The mangrove roots stick out of the mud to get air to the trees in high tide.

Strong midday light and extraordinary mangroves with lots of detailed branches made it hard to get a good shot of the boardwalk.

One of the mangrove seeds E was so fascinated by. It is a shame my iphone thought it knew better than me and refused to focus on the seed, instead choosing the plank of wood behind. Interesting choice iphone.

You know I got artsy. I liked the shape and contrast of this corner of the boardwalk.

My husband noticed this. I knew I married him for a reason! haha I love that he always keeps an eye out for anything that looks interesting and they are often good too.

The steep decent from the lookout above the canopy.

Explorers R & E.

Playing with filters. I took this photo of R while walking along and I knew he wouldn’t like it, so it got death by filter!

The Marina near the entrance of the boardwalk. After waking up to rain and fog it turned into a beautiful day!

I found a still life on the way in. I love the colours. I was talking about harmony in a post about composition using colour throughout to bind the areas together. The yellow tones in the wood are repeated in the paint and the water in the terracota pot.

I even found interest in the junk on the side of the track.

Oh man!!! YES! I photographed the drain in the bathroom! I thought it looked interesting and actually said a lot about the bathroom. There was NO LIGHT in the bathroom. An unattended place, it was pitch black on the inside except for the light that came in under the crack under the door. Fortunately, being a mother feeding a baby, I am expert at moving around in the dark. And I liked the shadows.

Poor little guy had to spend his time in the stoller again. He is way too curious and mobile for a boardwalk with a drop off into mangrove mud!

I am…wishing everyday was excursion day!

Studies in Composition: translating the work of the masters of art into photography

We can feel if a photo is “right”. I’m talking about composition. If something is off you can tell, but sometimes it is hard to figure out exactly what has gone wrong. For this reason while I am trying to teach myself about photography I have been thinking actively about composition in the hope that when I take a photo instinctively, the work I have done thinking about composition will rub off and magically appear in my photos! Ha!

When I think of composition I confess it’s art that comes to mind. Probably a throw back to high school. Nice to know something stuck.

So I decided to do a bit of research into composition in artwork thinking that if the Masters of Art couldn’t help me out, noone could.

Here is what I learned (very briefly).

Rhythm, Balance & Unity.

Rhythm helps to lead the eye around the image using the repetition of shape and/or space. ‘Dynamic’ varies it up while retaining balance (a bit more quirky) and ‘controlled’ is more evenly spaced (more traditional or classical). Too hard for me to explain well, here is a link that shows some good examples in existing works of art.

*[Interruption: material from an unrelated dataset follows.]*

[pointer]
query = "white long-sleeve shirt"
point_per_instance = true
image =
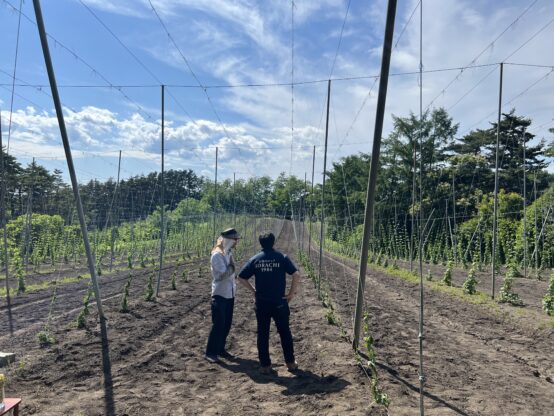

Balance gives a sense of equilibrium to the image. It can be symmetrical (we know what that means)¬† or asymmetrical where although the objects on opposing sides are different, their visual ‘weight’ combines to give a balanced feel. There are many ways to achieve balance using the obvious like shape and colour or less obvious by contrasting areas of activity with areas of space. Van Gogh gives a basic example of using colour to create balance in his image of shoes, here. If you cover the orange tongue of the shoe on the right the image becomes unbalanced.

Unity creates a link between different areas within an image. Colour is an obvious way to achieve this, but any repeat would so the same. Texture, exposure, the list would be endless. While looking for examples of Cezanne still life images I stumbled upon this blog post, check it.

This is not my information. I first learned about it here. Then did some more digging. I suspect I could spend years on this alone. I will try not to, I should really pick up some toys and do the dishes.

Now I just need some time to try out the practical application for this information.